La Côte d’Ivoire vient de franchir une étape décisive dans la consolidation de sa gouvernance numérique. Ce jeudi 7 mai 2026, la Cour d’Appel d’Abidjan a servi de cadre à une cérémonie solennelle hautement symbolique : la prestation de serment du président et des membres du tout nouveau Conseil de Régulation de l’Autorité de Régulation des Télécommunications de Côte d’Ivoire (ARTCI).
À travers cette installation officielle, l’État ivoirien affiche clairement son ambition : renforcer l’encadrement du secteur des télécommunications, moderniser la régulation et adapter ses institutions aux défis d’une économie de plus en plus digitalisée.
Roger Félix Adom, premier visage d’une nouvelle gouvernance
Point central de cette cérémonie, Roger Félix Adom a prêté serment en tant que premier président du Conseil de Régulation de l’ARTCI. Investi pour un mandat unique de six ans, non renouvelable, il hérite d’une responsabilité stratégique dans un secteur désormais au cœur de la compétitivité économique, de l’innovation et de la souveraineté technologique.
Son arrivée à la tête de cette nouvelle instance marque l’ouverture d’un cycle où la régulation ne se limite plus à l’administration technique, mais s’inscrit dans une vision plus large : garantir un espace numérique plus transparent, plus compétitif et mieux protégé.
Une cérémonie marquée par la présence des hautes autorités
L’importance de cette nouvelle architecture institutionnelle s’est reflétée dans la qualité des personnalités présentes. Françoise Remarck, ministre de la Culture et de la Francophonie, Kandia Camara, présidente du Sénat, ainsi que Djibril Ouattara, ministre de la Transition Numérique et de l’Innovation Technologique, ont honoré de leur présence cette cérémonie, signe de l’enjeu national que représente désormais le numérique.
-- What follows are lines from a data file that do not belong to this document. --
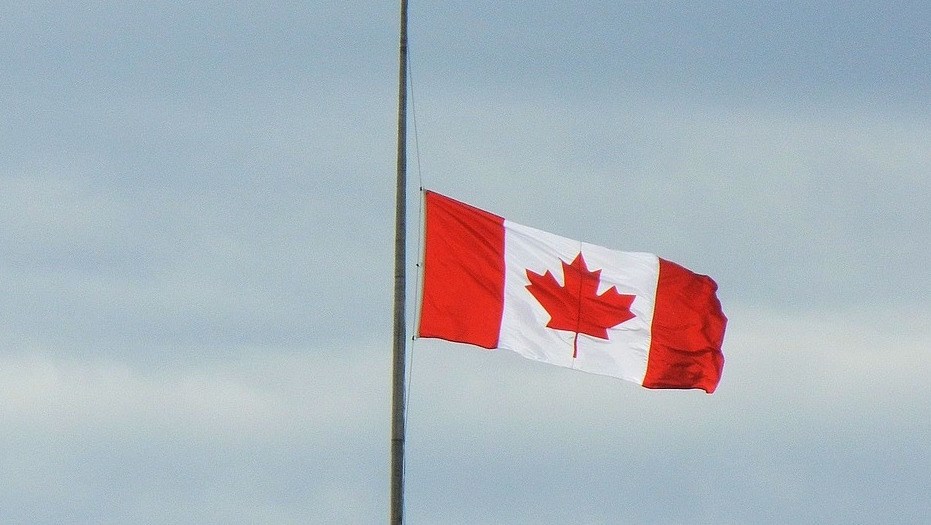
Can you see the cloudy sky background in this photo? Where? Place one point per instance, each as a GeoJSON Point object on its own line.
{"type": "Point", "coordinates": [196, 214]}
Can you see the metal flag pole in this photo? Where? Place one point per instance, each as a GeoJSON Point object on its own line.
{"type": "Point", "coordinates": [400, 283]}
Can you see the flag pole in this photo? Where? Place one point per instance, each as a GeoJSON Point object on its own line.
{"type": "Point", "coordinates": [400, 284]}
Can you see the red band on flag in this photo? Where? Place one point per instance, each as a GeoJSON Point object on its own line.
{"type": "Point", "coordinates": [687, 332]}
{"type": "Point", "coordinates": [463, 283]}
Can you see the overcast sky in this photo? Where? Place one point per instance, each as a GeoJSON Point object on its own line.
{"type": "Point", "coordinates": [196, 257]}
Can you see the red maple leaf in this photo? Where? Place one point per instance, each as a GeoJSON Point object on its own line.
{"type": "Point", "coordinates": [576, 305]}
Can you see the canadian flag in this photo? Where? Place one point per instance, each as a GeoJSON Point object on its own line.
{"type": "Point", "coordinates": [496, 284]}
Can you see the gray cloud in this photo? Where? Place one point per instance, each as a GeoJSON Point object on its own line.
{"type": "Point", "coordinates": [196, 213]}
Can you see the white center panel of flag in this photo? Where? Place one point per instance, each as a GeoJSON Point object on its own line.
{"type": "Point", "coordinates": [524, 320]}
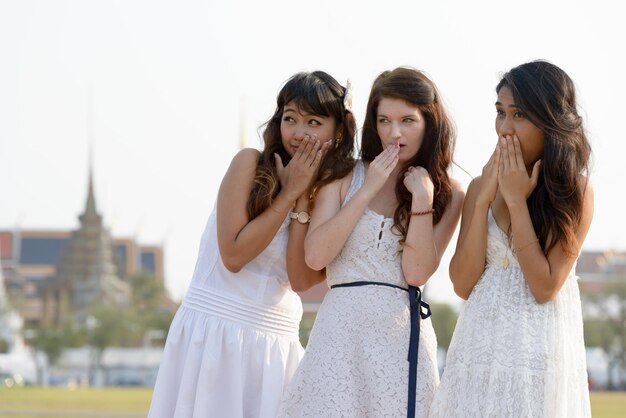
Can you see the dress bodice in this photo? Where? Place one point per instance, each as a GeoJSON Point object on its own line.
{"type": "Point", "coordinates": [262, 280]}
{"type": "Point", "coordinates": [372, 251]}
{"type": "Point", "coordinates": [498, 246]}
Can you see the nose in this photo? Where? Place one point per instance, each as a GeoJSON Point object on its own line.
{"type": "Point", "coordinates": [395, 130]}
{"type": "Point", "coordinates": [300, 132]}
{"type": "Point", "coordinates": [505, 127]}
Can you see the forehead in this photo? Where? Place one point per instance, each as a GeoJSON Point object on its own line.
{"type": "Point", "coordinates": [505, 96]}
{"type": "Point", "coordinates": [294, 107]}
{"type": "Point", "coordinates": [392, 105]}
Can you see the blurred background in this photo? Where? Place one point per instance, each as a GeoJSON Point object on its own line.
{"type": "Point", "coordinates": [118, 120]}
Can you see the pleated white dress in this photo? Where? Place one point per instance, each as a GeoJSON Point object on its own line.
{"type": "Point", "coordinates": [510, 356]}
{"type": "Point", "coordinates": [233, 345]}
{"type": "Point", "coordinates": [356, 361]}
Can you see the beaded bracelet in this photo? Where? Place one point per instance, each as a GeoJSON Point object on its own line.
{"type": "Point", "coordinates": [424, 212]}
{"type": "Point", "coordinates": [518, 249]}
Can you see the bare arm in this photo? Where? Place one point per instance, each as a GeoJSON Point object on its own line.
{"type": "Point", "coordinates": [301, 276]}
{"type": "Point", "coordinates": [425, 243]}
{"type": "Point", "coordinates": [468, 261]}
{"type": "Point", "coordinates": [240, 239]}
{"type": "Point", "coordinates": [545, 275]}
{"type": "Point", "coordinates": [332, 224]}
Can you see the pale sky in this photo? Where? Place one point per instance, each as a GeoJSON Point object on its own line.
{"type": "Point", "coordinates": [170, 83]}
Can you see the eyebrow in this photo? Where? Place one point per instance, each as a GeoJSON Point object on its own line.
{"type": "Point", "coordinates": [513, 105]}
{"type": "Point", "coordinates": [405, 116]}
{"type": "Point", "coordinates": [301, 112]}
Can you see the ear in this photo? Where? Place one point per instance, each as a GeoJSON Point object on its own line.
{"type": "Point", "coordinates": [339, 131]}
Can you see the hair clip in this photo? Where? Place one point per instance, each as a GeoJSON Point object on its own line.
{"type": "Point", "coordinates": [347, 97]}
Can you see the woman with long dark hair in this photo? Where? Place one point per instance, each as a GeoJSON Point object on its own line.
{"type": "Point", "coordinates": [380, 233]}
{"type": "Point", "coordinates": [518, 348]}
{"type": "Point", "coordinates": [233, 345]}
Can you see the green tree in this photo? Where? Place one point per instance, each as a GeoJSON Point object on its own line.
{"type": "Point", "coordinates": [605, 326]}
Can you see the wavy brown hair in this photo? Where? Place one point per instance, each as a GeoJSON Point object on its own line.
{"type": "Point", "coordinates": [435, 153]}
{"type": "Point", "coordinates": [547, 95]}
{"type": "Point", "coordinates": [317, 93]}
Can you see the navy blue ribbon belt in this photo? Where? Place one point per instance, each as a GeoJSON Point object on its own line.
{"type": "Point", "coordinates": [419, 309]}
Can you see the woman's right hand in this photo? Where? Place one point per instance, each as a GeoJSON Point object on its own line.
{"type": "Point", "coordinates": [301, 171]}
{"type": "Point", "coordinates": [380, 168]}
{"type": "Point", "coordinates": [489, 179]}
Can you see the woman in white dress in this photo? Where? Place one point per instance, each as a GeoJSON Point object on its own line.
{"type": "Point", "coordinates": [518, 349]}
{"type": "Point", "coordinates": [233, 345]}
{"type": "Point", "coordinates": [380, 233]}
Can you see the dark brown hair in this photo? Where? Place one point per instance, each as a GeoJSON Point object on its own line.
{"type": "Point", "coordinates": [546, 94]}
{"type": "Point", "coordinates": [435, 153]}
{"type": "Point", "coordinates": [317, 93]}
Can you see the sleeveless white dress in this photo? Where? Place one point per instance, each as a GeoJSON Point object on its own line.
{"type": "Point", "coordinates": [355, 364]}
{"type": "Point", "coordinates": [510, 356]}
{"type": "Point", "coordinates": [233, 345]}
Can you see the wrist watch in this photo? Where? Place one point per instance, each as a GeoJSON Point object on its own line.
{"type": "Point", "coordinates": [302, 217]}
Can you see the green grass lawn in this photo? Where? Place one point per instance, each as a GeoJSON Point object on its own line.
{"type": "Point", "coordinates": [32, 402]}
{"type": "Point", "coordinates": [62, 403]}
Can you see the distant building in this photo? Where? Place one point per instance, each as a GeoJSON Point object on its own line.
{"type": "Point", "coordinates": [52, 275]}
{"type": "Point", "coordinates": [597, 268]}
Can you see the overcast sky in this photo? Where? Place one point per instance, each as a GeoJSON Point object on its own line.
{"type": "Point", "coordinates": [170, 85]}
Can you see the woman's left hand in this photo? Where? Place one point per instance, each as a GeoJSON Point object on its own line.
{"type": "Point", "coordinates": [418, 182]}
{"type": "Point", "coordinates": [513, 181]}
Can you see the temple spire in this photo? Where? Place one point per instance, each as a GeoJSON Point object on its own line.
{"type": "Point", "coordinates": [91, 210]}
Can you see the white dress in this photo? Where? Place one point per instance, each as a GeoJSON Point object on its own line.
{"type": "Point", "coordinates": [355, 364]}
{"type": "Point", "coordinates": [233, 345]}
{"type": "Point", "coordinates": [510, 356]}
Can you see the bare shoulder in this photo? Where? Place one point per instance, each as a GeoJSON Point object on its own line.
{"type": "Point", "coordinates": [247, 157]}
{"type": "Point", "coordinates": [457, 188]}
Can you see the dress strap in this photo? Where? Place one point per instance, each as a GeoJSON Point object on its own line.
{"type": "Point", "coordinates": [419, 310]}
{"type": "Point", "coordinates": [358, 176]}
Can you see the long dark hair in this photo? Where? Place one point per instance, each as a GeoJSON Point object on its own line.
{"type": "Point", "coordinates": [547, 95]}
{"type": "Point", "coordinates": [316, 93]}
{"type": "Point", "coordinates": [435, 153]}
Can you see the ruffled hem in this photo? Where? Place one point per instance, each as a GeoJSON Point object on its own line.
{"type": "Point", "coordinates": [504, 392]}
{"type": "Point", "coordinates": [215, 367]}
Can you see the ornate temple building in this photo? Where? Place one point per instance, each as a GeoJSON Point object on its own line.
{"type": "Point", "coordinates": [52, 276]}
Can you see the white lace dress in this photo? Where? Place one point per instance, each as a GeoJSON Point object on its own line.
{"type": "Point", "coordinates": [355, 364]}
{"type": "Point", "coordinates": [510, 356]}
{"type": "Point", "coordinates": [233, 345]}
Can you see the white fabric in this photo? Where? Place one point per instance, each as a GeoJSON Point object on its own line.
{"type": "Point", "coordinates": [233, 345]}
{"type": "Point", "coordinates": [510, 356]}
{"type": "Point", "coordinates": [355, 363]}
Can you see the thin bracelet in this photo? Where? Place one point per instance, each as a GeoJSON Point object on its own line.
{"type": "Point", "coordinates": [424, 212]}
{"type": "Point", "coordinates": [518, 249]}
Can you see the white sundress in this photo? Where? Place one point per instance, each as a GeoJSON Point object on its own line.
{"type": "Point", "coordinates": [233, 344]}
{"type": "Point", "coordinates": [355, 364]}
{"type": "Point", "coordinates": [510, 356]}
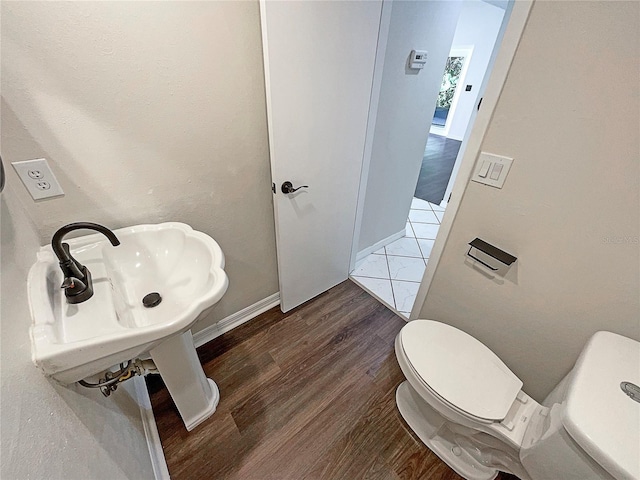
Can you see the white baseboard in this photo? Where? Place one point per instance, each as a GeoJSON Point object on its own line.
{"type": "Point", "coordinates": [235, 320]}
{"type": "Point", "coordinates": [158, 462]}
{"type": "Point", "coordinates": [378, 245]}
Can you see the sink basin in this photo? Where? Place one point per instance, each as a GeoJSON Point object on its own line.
{"type": "Point", "coordinates": [72, 342]}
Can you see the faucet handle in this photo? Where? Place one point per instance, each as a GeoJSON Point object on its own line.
{"type": "Point", "coordinates": [73, 283]}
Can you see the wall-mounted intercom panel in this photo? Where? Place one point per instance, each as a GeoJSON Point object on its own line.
{"type": "Point", "coordinates": [418, 59]}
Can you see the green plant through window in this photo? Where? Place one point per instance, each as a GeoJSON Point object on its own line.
{"type": "Point", "coordinates": [452, 72]}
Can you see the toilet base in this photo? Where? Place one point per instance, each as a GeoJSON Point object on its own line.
{"type": "Point", "coordinates": [432, 429]}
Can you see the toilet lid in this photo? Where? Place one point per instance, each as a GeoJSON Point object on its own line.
{"type": "Point", "coordinates": [460, 369]}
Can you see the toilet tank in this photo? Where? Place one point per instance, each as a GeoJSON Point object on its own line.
{"type": "Point", "coordinates": [595, 432]}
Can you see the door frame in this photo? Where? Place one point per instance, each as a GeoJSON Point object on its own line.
{"type": "Point", "coordinates": [465, 51]}
{"type": "Point", "coordinates": [512, 36]}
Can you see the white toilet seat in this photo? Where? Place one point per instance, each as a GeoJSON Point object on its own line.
{"type": "Point", "coordinates": [459, 370]}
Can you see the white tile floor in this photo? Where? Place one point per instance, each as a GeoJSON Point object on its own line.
{"type": "Point", "coordinates": [393, 273]}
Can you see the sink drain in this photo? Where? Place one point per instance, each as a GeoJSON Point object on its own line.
{"type": "Point", "coordinates": [151, 300]}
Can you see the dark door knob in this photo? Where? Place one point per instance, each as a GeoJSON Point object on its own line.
{"type": "Point", "coordinates": [287, 187]}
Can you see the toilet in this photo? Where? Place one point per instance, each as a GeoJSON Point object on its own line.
{"type": "Point", "coordinates": [466, 405]}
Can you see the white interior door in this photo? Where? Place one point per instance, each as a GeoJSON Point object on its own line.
{"type": "Point", "coordinates": [319, 60]}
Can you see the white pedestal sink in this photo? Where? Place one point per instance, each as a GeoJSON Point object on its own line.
{"type": "Point", "coordinates": [73, 342]}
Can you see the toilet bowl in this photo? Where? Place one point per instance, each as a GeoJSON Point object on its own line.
{"type": "Point", "coordinates": [468, 407]}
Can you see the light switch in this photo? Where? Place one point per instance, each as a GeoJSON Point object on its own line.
{"type": "Point", "coordinates": [484, 170]}
{"type": "Point", "coordinates": [492, 169]}
{"type": "Point", "coordinates": [495, 173]}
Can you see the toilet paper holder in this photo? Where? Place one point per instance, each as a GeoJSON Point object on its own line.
{"type": "Point", "coordinates": [492, 251]}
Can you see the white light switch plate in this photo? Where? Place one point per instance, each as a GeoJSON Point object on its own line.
{"type": "Point", "coordinates": [492, 169]}
{"type": "Point", "coordinates": [38, 178]}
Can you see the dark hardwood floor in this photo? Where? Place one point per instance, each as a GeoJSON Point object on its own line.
{"type": "Point", "coordinates": [437, 165]}
{"type": "Point", "coordinates": [309, 394]}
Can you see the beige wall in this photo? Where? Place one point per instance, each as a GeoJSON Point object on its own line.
{"type": "Point", "coordinates": [147, 112]}
{"type": "Point", "coordinates": [407, 103]}
{"type": "Point", "coordinates": [570, 208]}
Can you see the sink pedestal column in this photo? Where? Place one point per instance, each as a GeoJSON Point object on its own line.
{"type": "Point", "coordinates": [195, 395]}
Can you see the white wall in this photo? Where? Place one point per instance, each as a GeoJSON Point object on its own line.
{"type": "Point", "coordinates": [478, 26]}
{"type": "Point", "coordinates": [147, 112]}
{"type": "Point", "coordinates": [569, 114]}
{"type": "Point", "coordinates": [407, 103]}
{"type": "Point", "coordinates": [50, 431]}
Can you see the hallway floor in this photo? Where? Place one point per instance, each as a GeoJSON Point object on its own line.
{"type": "Point", "coordinates": [393, 273]}
{"type": "Point", "coordinates": [437, 164]}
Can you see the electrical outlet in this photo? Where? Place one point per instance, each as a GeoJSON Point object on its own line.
{"type": "Point", "coordinates": [38, 178]}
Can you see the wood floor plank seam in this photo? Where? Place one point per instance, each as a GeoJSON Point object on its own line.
{"type": "Point", "coordinates": [307, 394]}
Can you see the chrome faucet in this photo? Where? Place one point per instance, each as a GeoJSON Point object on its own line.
{"type": "Point", "coordinates": [77, 283]}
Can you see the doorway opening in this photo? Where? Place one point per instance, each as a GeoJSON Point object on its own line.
{"type": "Point", "coordinates": [393, 268]}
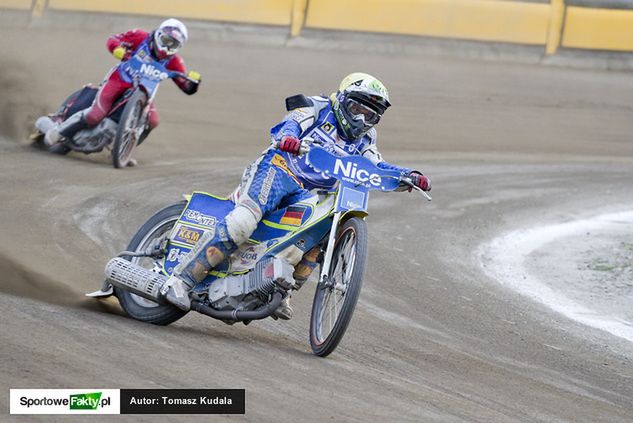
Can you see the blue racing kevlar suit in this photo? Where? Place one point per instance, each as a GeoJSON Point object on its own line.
{"type": "Point", "coordinates": [277, 179]}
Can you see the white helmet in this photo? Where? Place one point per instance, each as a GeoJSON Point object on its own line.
{"type": "Point", "coordinates": [169, 37]}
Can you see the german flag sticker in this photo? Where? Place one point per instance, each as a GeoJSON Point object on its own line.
{"type": "Point", "coordinates": [293, 216]}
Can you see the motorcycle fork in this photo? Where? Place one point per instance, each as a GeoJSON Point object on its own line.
{"type": "Point", "coordinates": [324, 279]}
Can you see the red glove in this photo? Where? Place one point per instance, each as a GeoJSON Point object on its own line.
{"type": "Point", "coordinates": [420, 181]}
{"type": "Point", "coordinates": [289, 144]}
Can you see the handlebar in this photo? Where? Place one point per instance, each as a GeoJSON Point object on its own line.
{"type": "Point", "coordinates": [307, 142]}
{"type": "Point", "coordinates": [407, 181]}
{"type": "Point", "coordinates": [174, 74]}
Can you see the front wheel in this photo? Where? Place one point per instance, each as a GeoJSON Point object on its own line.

Une réponse aux grandes mutations du secteur
La mise en place du Conseil de Régulation de l’ARTCI intervient dans un contexte de profondes transformations : explosion de la connectivité, digitalisation croissante des services, montée des enjeux de cybersécurité, multiplication des litiges entre opérateurs et consommateurs, mais aussi exigences accrues en matière de transparence.
Face à cette nouvelle réalité, l’institution aura plusieurs missions clés :
- lutter contre la corruption dans le secteur,
- garantir une régulation moderne et efficace,
- assurer une concurrence loyale,
- protéger les droits des usagers,
- arbitrer les différends,
- et promouvoir une économie numérique durable.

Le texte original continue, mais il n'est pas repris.